Most fault diagnosis studies rely on the man-made data collected in laboratory where the operation conditions are under control and stable. However, they can hardly adapt to the practical conditions since the man-made data can hardly model the fault patterns across domains. Aiming to solve this problem, this paper proposes a novel deep fault semantic fusion embedding model (DFSFEM) to realize zero-shot intelligent fault diagnosis. The novelties of DFSFEM lie in two aspects. On the one hand, a novel semantic fusion embedding module is proposed to enhance the representability and adaptability of the feature learning across domains.
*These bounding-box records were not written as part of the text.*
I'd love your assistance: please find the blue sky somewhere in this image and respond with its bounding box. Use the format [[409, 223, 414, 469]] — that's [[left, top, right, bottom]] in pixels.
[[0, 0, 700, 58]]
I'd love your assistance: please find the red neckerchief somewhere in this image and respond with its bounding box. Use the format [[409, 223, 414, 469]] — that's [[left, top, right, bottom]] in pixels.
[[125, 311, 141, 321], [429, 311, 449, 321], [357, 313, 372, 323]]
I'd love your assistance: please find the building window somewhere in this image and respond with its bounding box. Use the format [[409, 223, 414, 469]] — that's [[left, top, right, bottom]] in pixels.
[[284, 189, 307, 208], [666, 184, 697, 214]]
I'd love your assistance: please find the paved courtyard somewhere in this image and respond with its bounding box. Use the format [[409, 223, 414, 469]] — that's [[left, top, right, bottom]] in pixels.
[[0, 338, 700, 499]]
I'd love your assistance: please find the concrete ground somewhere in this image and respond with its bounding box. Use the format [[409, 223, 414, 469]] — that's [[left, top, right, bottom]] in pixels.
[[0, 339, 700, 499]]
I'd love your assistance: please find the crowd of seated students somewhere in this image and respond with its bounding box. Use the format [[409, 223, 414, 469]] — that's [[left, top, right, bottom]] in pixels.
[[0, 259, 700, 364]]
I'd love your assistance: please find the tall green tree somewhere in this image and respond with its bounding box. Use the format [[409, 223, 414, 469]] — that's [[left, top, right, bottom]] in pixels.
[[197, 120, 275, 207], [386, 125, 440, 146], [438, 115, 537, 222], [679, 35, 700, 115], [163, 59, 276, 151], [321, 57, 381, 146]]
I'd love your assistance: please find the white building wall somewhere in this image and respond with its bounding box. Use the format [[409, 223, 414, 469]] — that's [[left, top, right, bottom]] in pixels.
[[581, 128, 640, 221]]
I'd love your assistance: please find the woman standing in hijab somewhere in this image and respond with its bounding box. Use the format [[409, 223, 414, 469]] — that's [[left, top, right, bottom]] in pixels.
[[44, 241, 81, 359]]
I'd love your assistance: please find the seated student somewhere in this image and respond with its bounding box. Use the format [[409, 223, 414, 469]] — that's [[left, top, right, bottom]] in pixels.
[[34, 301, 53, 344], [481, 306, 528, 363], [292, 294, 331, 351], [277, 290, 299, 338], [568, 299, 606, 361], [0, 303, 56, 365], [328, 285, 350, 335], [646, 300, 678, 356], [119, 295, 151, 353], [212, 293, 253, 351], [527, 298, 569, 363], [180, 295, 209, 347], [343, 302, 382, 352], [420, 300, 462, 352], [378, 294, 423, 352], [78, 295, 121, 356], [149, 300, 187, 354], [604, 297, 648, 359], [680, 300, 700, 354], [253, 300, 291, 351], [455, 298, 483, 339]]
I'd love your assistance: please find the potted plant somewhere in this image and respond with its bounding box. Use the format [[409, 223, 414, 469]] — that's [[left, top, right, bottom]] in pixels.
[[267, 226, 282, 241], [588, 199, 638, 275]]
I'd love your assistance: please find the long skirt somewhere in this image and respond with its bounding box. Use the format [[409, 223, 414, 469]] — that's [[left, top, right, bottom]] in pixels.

On the other hand, a neural network-based metric module is designed to replace traditional distance measurements, enhancing the transferring capability between domains. These novelties jointly help DFSFEM provide prominent faithful diagnosis on unseen fault types. Experiments on bearing datasets are conducted to evaluate the zero-shot intelligent fault diagnosis performance. Extensive experimental results and comprehensive analysis demonstrate the superiority of the proposed DFSFEM in terms of diagnosis correctness and adaptability.
基于语义融合嵌入的零间隔智能故障诊断
大多数故障诊断研究依赖于实验室采集的人工数据,实验室的运行条件是可控和稳定的。然而,由于人工数据难以跨域模拟断层模式,因此难以适应实际情况。针对这一问题,本文提出了一种新的深断层语义融合嵌入模型(DFSFEM)来实现零距智能故障诊断。DFSFEM的新颖之处在于两个方面。一方面,提出了一种新的语义融合嵌入模块,增强了特征学习的可表征性和跨域适应性;另一方面,设计了基于神经网络的度量模块来取代传统的距离度量,增强了域间的传递能力。这些新特性共同帮助DFSFEM对未见过的故障类型提供突出的可靠诊断。在轴承数据集上进行了实验,以评估零射击智能故障诊断的性能。大量的实验结果和综合分析证明了所提出的DFSFEM在诊断正确性和适应性方面的优越性。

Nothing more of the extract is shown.